Farmscape for January 9, 2019
A former Chief Ontario Veterinarian says the growing global risk posed by African Swine Fever has stimulated discussion on the possibility of creating Animal Health Canada project.
The spread of African Fever in China has prompted the North American swine sector to take notice.
"ASF: How can Canada mitigate the risks?" was among the topics discussed yesterday as part of a Swine Innovation Porc preconference session held in conjunction with the 2019 Banff Pork Seminar.
Dr. Greg Douglas, a former Chief Ontario Veterinarian, says one of the strategies being proposed to help address the threat posed by foreign animal diseases is an industry government animal health partnership.
Clip-Dr. Greg Douglas-Former Chief Ontario Veterinarian:
I think the reason that we're talking about an "Animal Health Canada" proposal is to have industry and government as true partners in preparation, in response, in protection, risk mitigation as well as recovery and that's the beauty of Animal Health Canada.
It's a partnership between industry, farmers and their government.
It's in its primordial stages right now.
I think what we're looking at early on is the potential of using ASF as a pilot project to see how Animal Health Canada would work.

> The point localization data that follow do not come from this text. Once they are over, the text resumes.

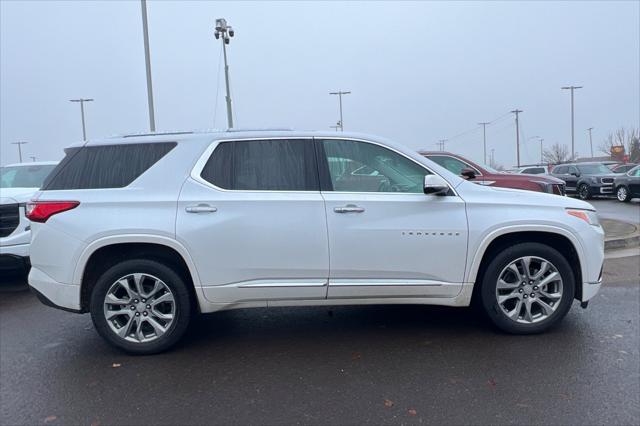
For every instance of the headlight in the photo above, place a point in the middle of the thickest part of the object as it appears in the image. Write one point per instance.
(588, 216)
(546, 186)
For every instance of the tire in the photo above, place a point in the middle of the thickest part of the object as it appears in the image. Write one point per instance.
(506, 316)
(584, 192)
(146, 326)
(622, 194)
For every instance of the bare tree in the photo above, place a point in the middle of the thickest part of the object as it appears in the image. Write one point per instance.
(556, 154)
(621, 137)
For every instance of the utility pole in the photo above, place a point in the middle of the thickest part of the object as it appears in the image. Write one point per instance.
(82, 101)
(19, 143)
(516, 112)
(340, 93)
(484, 139)
(224, 32)
(573, 145)
(147, 60)
(590, 140)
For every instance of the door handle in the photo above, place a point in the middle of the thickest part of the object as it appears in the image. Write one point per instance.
(349, 208)
(200, 208)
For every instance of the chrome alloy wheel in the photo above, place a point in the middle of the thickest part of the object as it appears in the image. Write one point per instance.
(139, 308)
(529, 289)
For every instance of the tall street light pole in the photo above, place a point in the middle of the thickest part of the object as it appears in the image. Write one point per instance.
(484, 139)
(573, 145)
(516, 112)
(82, 101)
(340, 93)
(590, 140)
(224, 32)
(147, 60)
(19, 143)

There's lots of things that could sit inside Animal Health Canada, surveillance, emergency management, biosecurity, a whole host of different programs and initiatives that would help farmers, sectors from pork to poultry to beef be more effective at protecting, at promoting the industry abroad and making sure that the resources that are available are used effectively.
Dr. Douglas says the proposal has been discussed at the National Farmed Animal Health and Welfare Council.
He says that's the group that has been looking at the governance of animal health in Canada and it's the next extension of that council.
For Farmscape.Ca, I'm Bruce Cochrane.